Quick Thoughts from the Green Goblin of Generative AI

Okay, I’m going to let you in on a secret. One of the reasons I’m so frosty about the gap between generative AI’s narrative, and what it actually can do when you build an application with it and put someone in front of it is that for the last couple of months, I’ve been building an application with it.

*(OHHHHH YEAH, I’m gonna be that guy for a minute.)*

Does that make me a giant hypocrite? Maybe! But I don’t think so, because again, the main reason I have a bucket of scalding hot takes on the subject is not because I have a negative perception of Elon Musk or whatever. It’s because I’ve spent a good number of nights and weekends being personally let down by the capabilities of this stuff, not from the perspective of someone making silly pictures with DALL-E, but from that of someone trying to power a solution with the alleged precursor to the singularity.

… not that I haven’t made silly pictures. I have. Have you seen my album?

To be clear, I don’t think making a (kind of crappy, at the moment) app gives me some kind of veto power over any generative AI conversations. But… if I’m being completely honest, I don’t think most people who talk about generative AI have even done this much. Because if they had, I think we’d be having a lot more interesting, reality-based questions about where this space is going, and/or what we should be empowering developers and end-users to do with it.

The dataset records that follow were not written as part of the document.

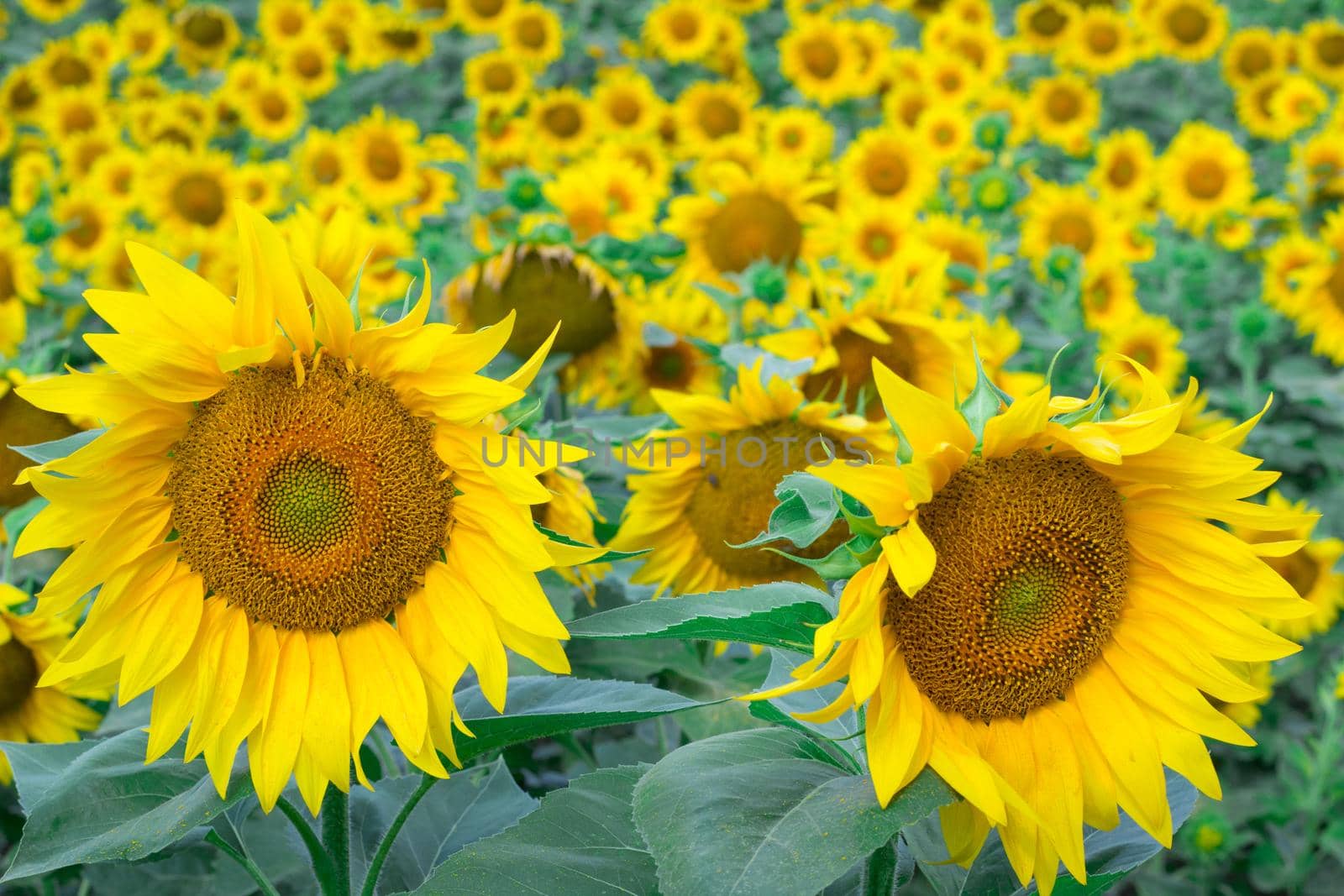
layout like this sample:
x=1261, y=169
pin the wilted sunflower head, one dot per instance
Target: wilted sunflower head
x=1050, y=590
x=304, y=523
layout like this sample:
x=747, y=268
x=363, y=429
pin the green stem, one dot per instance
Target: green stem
x=323, y=868
x=385, y=846
x=249, y=866
x=335, y=819
x=879, y=872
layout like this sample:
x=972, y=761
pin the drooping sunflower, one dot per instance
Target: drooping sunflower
x=1189, y=29
x=709, y=484
x=1320, y=50
x=844, y=342
x=27, y=712
x=1307, y=563
x=745, y=217
x=819, y=56
x=340, y=551
x=1203, y=174
x=889, y=167
x=1046, y=613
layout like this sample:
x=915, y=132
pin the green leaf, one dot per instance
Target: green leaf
x=781, y=614
x=546, y=705
x=581, y=841
x=470, y=805
x=761, y=812
x=98, y=801
x=806, y=512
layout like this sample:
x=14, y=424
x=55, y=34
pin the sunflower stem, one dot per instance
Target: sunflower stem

So here are my observations.

1) Development is very rewarding, very early

My idea was much less aspirational than the world’s best what-if scenario builder. I was doing some mindless corporate freelance work, and realized that I was literally transforming text, manually. Not writing, not creating — transforming. Except, I had some requirements, and it didn’t make any sense to keep typing them into a prompt. I needed to manage a hierarchy of information (what I am talking about), and a parallel structure of “physical” requirements (the length/form/structure of various instances of that information), and I needed to be able to quickly mix and match the two. For instance, give me two paragraphs and a bulleted list about this product’s security features.

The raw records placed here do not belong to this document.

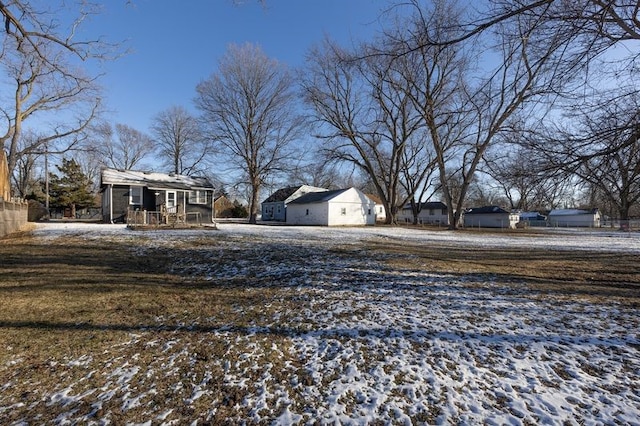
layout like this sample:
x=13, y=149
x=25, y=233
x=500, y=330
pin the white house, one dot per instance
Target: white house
x=124, y=191
x=381, y=214
x=431, y=213
x=332, y=208
x=275, y=207
x=490, y=217
x=574, y=218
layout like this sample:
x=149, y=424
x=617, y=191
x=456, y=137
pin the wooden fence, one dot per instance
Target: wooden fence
x=13, y=216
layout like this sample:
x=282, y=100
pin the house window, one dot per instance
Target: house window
x=198, y=197
x=171, y=199
x=135, y=195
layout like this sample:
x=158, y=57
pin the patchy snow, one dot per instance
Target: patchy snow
x=367, y=343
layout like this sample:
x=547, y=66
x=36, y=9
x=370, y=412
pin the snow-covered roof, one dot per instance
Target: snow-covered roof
x=283, y=194
x=486, y=210
x=571, y=212
x=430, y=205
x=531, y=214
x=318, y=197
x=153, y=180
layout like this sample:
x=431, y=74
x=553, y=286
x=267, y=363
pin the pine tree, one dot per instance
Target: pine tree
x=72, y=189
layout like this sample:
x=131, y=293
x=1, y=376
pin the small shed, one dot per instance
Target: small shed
x=341, y=207
x=155, y=197
x=490, y=217
x=381, y=214
x=579, y=218
x=533, y=219
x=431, y=213
x=275, y=206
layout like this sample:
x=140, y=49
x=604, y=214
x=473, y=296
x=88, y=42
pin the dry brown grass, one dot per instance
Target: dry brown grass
x=63, y=298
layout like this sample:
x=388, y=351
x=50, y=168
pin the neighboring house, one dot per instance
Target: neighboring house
x=431, y=213
x=275, y=207
x=332, y=208
x=532, y=219
x=224, y=207
x=381, y=214
x=574, y=218
x=490, y=217
x=161, y=196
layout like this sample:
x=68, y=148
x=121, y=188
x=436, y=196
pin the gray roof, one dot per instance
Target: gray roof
x=153, y=180
x=318, y=197
x=282, y=194
x=428, y=205
x=486, y=210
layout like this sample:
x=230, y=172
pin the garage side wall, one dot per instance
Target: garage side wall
x=308, y=214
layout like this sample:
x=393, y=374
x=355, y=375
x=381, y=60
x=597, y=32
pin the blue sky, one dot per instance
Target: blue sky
x=175, y=45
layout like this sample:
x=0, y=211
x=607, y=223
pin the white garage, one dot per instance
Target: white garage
x=342, y=207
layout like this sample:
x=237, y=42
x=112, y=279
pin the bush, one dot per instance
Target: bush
x=37, y=211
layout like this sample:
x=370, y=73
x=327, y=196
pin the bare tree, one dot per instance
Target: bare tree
x=181, y=144
x=249, y=107
x=122, y=148
x=366, y=118
x=603, y=151
x=466, y=120
x=39, y=54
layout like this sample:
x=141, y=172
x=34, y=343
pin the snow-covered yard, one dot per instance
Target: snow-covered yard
x=335, y=335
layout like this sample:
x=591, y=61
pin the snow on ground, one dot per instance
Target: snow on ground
x=375, y=344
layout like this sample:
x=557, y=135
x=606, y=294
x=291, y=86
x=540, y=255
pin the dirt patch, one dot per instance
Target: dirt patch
x=223, y=328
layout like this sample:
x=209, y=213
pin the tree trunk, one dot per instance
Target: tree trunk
x=253, y=204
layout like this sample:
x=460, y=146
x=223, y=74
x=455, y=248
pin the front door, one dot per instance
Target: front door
x=171, y=201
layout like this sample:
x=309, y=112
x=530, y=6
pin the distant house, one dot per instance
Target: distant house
x=162, y=196
x=532, y=219
x=431, y=213
x=332, y=208
x=381, y=214
x=574, y=218
x=490, y=217
x=223, y=207
x=275, y=207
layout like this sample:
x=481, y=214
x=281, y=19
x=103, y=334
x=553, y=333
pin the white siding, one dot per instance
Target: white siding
x=590, y=220
x=358, y=210
x=491, y=220
x=425, y=217
x=308, y=214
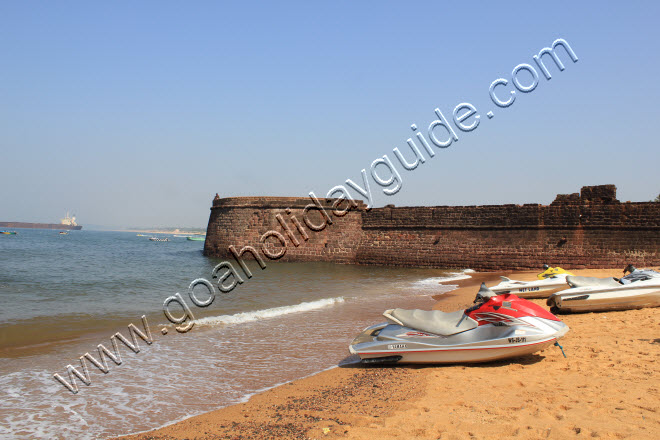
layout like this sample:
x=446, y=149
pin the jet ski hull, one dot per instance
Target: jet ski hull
x=638, y=295
x=395, y=343
x=532, y=289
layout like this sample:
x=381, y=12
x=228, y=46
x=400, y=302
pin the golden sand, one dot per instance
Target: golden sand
x=607, y=388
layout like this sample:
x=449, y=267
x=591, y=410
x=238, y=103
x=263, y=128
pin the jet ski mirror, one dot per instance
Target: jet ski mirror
x=484, y=294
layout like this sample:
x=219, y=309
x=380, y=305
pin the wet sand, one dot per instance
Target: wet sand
x=607, y=388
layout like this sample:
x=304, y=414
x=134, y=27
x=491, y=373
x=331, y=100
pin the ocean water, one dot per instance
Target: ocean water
x=63, y=295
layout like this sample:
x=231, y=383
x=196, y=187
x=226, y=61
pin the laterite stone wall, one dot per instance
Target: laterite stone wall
x=591, y=229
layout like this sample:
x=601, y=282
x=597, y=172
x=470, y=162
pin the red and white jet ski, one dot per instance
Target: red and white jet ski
x=496, y=327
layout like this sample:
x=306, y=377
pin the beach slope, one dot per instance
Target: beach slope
x=606, y=388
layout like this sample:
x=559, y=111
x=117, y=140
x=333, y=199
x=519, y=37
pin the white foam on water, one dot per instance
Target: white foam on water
x=435, y=281
x=240, y=318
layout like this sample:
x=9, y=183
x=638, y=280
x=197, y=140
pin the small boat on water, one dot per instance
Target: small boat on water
x=552, y=280
x=639, y=289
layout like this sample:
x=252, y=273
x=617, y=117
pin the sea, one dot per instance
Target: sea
x=63, y=296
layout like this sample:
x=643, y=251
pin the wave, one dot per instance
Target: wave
x=240, y=318
x=452, y=276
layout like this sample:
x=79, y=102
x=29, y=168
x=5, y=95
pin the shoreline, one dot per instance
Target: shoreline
x=536, y=396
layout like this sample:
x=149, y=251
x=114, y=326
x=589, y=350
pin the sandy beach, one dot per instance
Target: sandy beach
x=606, y=388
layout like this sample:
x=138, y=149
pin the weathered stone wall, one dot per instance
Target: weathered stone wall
x=590, y=229
x=243, y=221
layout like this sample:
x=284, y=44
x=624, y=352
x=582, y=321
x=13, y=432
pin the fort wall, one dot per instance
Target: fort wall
x=590, y=229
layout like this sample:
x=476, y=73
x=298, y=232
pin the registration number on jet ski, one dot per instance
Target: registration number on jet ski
x=517, y=339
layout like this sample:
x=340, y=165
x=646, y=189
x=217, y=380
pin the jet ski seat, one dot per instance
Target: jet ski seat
x=432, y=321
x=575, y=281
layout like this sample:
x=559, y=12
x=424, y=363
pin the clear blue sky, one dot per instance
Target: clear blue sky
x=137, y=113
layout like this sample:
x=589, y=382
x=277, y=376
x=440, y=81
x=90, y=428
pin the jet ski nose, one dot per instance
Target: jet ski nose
x=484, y=293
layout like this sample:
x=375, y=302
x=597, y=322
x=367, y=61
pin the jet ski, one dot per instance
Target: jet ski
x=496, y=327
x=552, y=280
x=549, y=272
x=638, y=289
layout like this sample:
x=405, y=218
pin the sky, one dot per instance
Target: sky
x=135, y=114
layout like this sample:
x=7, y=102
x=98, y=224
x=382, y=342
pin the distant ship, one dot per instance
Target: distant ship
x=67, y=223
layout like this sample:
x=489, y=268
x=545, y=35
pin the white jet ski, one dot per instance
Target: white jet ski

It took me about 5 minutes of thinking and about an hour playing with Bubble.io to realize there was very, very little keeping me from actually making something like this if I could just handle some of the automatic, programmatic prompt generation. I texted my Dad, and within a couple days he was writing Python scripts I could summon (they live in England — the scripts, not my Dad) from Bubble, and we were generating content — not good content, but content, dammit — programmatically.

This was alarmingly easy, and to pat myself on the back, this wasn’t even one of those pure “wrapper” apps where a bunch of canned prompts are connected to buttons. We were mixing and matching a lot of stuff here, and I built management tools for all of it. Good job, Nate.

*(My love of basic information software UI is… weird, I’ll concede.)*

Now look, I’ve been making fun of various forms of AI content forever. But even I got a runner’s/developer’s high off this thing working. It’s exciting. You feel like you’re incredibly close to solving the problem you set out to solve, because you’re 80% of the way there in like, two weekends. I think this is a non-trivial factor in why people are so obsessed with this stuff — there is always demand for the kind of App Store 2009 gold-rush feeling among entrepreneurial folks, and this is probably the first tech trend to make it feel sooooo tantalizingly close.

2) There are way too many black boxes

My greatest concern with LLMs and generative AI in general is that the black box nature of it is being treated as a feature (“just type!”) when it’s actually a fundamental limitation no one has any intention of solving because it’s impossible. Tapping into OpenAI’s API has not made me feel any different. Now, you could push back and say “well, you didn’t build your own model!”, but I think that’s just kicking the can a little further down the stack. What does training the model mean? Whether it’s prompt –> output, or training data –> model, the real question is whether we’re just throwing this stuff in a blender and then giving an awkward thumbs up when plausible results come out. Maybe someday I’ll build my own model and that’ll change my mind, but I’m skeptical.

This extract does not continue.